The teahouse by the river,
under the lemonwood trees.

See, it already has its own tiny poem. It's that kind of house.

But I am very tired now. So I wish you good night.

house of winds and lemons and love


Her name is Lillian. Actually, I think her name is Claire, but everyone else says Lillian, for important spiritual reasons which I appreciate since my own daughter has Lily as part of her name for those same reasons, so I will quietly concur before she simply becomes, from rapid habit, New House.

She smiles at us as we walk through her spaces cleaning them, blessing them, filling them with our dreams. She showed me how I could get my big, sunlit schoolroom in the room without right angles after all. She shared her own vision of a cosy lounge as I vacuumed the back room, and I saw all at once how it could indeed work.

I sense she wants to be lived in. I sense she loves being cleaned, coddled, opened, filled up with light.




I hope you all had a blessed holyday, whether it was Halloween, All Hallow's Eve, Samhain, or Beltane. We tried to wash our faces in rose petal dew this morning, as is our custom on this day, but the sun had already dried the flowers. So we washed our feet amongst the grass instead. I gave Rose a bird-decorated box filled with fire-coloured, gold-hearted chocolates and a candle to celebrate the light. She also got an azalea bush which she planted at the new house. If we weren't in the middle of moving, we would have gone out gathering flowers and making brightly coloured suncatchers for our windows.

I am so looking forward to the restoration of our warm and peacefully rhythmic life once more.

image credit

for samhain in summer


pumpkins unfurled in savage happiness
and long strings of pearls
dozens of silk-wrapped wishes
and some grey kittens
stacked in the arms of an angel
to feed the universe


carry on tuesday
(it's been a long while since I wrote a poem - I know, it shows.)



in the bothy & the frothy


At the edge of a valley there is a grey and gold house, hedged in, a little damaged by unkind people who did not know how to bless it with cleanliness, with love, when they left.

You walk through tree shadows to its door.

You walk through an elegant front of the house (frothy), no doubt welcomed kindly by our dear housemate, to reach where we will live, Rose and I, in the sweet cosy bothy (back of the house).

We have a lounge, a schoolroom, a bedroom each (at last!) and a large white bathroom.

We have a kitchen with more windows than walls.

Outside, pavement will hold rainbows and dining furniture and a blissful sun-loving dog.

If you stand in the garden, sunlight blessing your head and filling your heart with the lovely sense of an island holiday, you will see lemon trees, lemonwood trees, and a green blossom of grass leading up to houses on a hillside.
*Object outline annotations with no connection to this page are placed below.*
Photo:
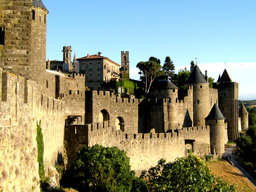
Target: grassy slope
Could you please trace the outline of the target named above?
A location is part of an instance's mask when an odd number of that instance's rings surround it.
[[[222,177],[229,184],[235,184],[236,191],[256,191],[256,188],[241,172],[226,161],[206,162],[212,170],[212,173],[217,177]]]

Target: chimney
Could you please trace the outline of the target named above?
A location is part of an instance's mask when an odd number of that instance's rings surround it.
[[[209,79],[208,78],[208,73],[207,73],[207,70],[205,70],[205,80],[207,81],[207,83],[209,82]]]

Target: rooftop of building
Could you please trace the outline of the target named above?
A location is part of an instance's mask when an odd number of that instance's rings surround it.
[[[214,105],[212,108],[209,115],[205,118],[206,119],[225,119],[223,115],[222,115],[222,112],[219,110],[219,107],[216,104],[214,104]]]
[[[155,84],[156,88],[158,89],[178,89],[179,88],[167,80],[158,80]]]
[[[96,55],[90,55],[88,54],[87,56],[78,58],[77,59],[77,60],[78,60],[78,61],[79,61],[79,60],[80,61],[81,61],[81,60],[91,60],[91,60],[93,60],[93,59],[107,59],[108,61],[113,63],[115,65],[118,66],[119,67],[120,67],[121,66],[118,63],[117,63],[114,61],[113,61],[112,60],[109,59],[109,58],[108,58],[108,57],[104,57],[104,56],[101,56],[101,53],[98,53],[97,55],[96,54]]]
[[[42,0],[33,0],[32,1],[32,5],[34,7],[38,7],[40,8],[44,9],[45,10],[47,10],[45,6],[44,6],[44,3],[43,3],[43,2]]]
[[[222,77],[220,77],[218,82],[232,82],[232,80],[230,77],[229,76],[229,75],[228,73],[228,71],[226,70],[226,69],[225,69],[224,71],[223,71]]]
[[[186,82],[186,84],[194,83],[207,83],[197,65],[194,67],[188,81]]]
At night, they will sparkle in the dark.

If you turn a little, you will see this ~




Unless it is raining, which seems to happen often in this quiet, forest-rimmed town.
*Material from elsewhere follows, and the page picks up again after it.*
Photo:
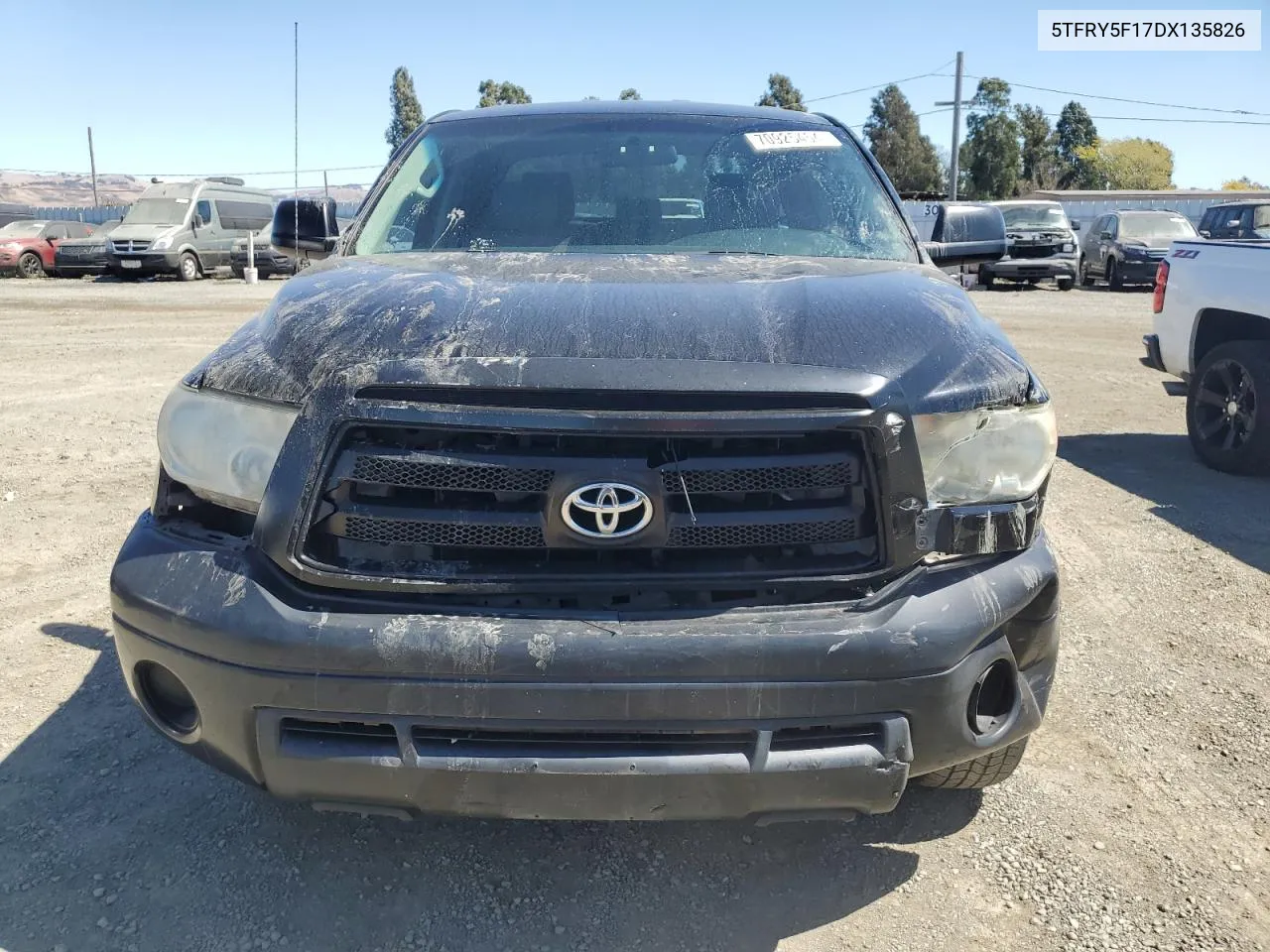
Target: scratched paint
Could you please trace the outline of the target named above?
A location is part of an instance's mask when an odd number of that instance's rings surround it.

If you wander along the gentle tree-lush street, you will soon find a playground, a stream, a bakery, a fruit shop. If you travel for ten minutes, you will come to my favourite little coastal village, where you can buy a hot chocolate and sit on the beach, looking for dolphins, listening for dreams.

Home.

It seems strange to not be there yet.

Jenn


Happy birthday to beautiful Jenn!! One of my absolutely favourite people in Blogland. I feel very blessed to have gotten to know her a little through her weblog and her kind comments, and to have been inspired over and again by the activities, ideas, ideals, and spirit she has generously shared.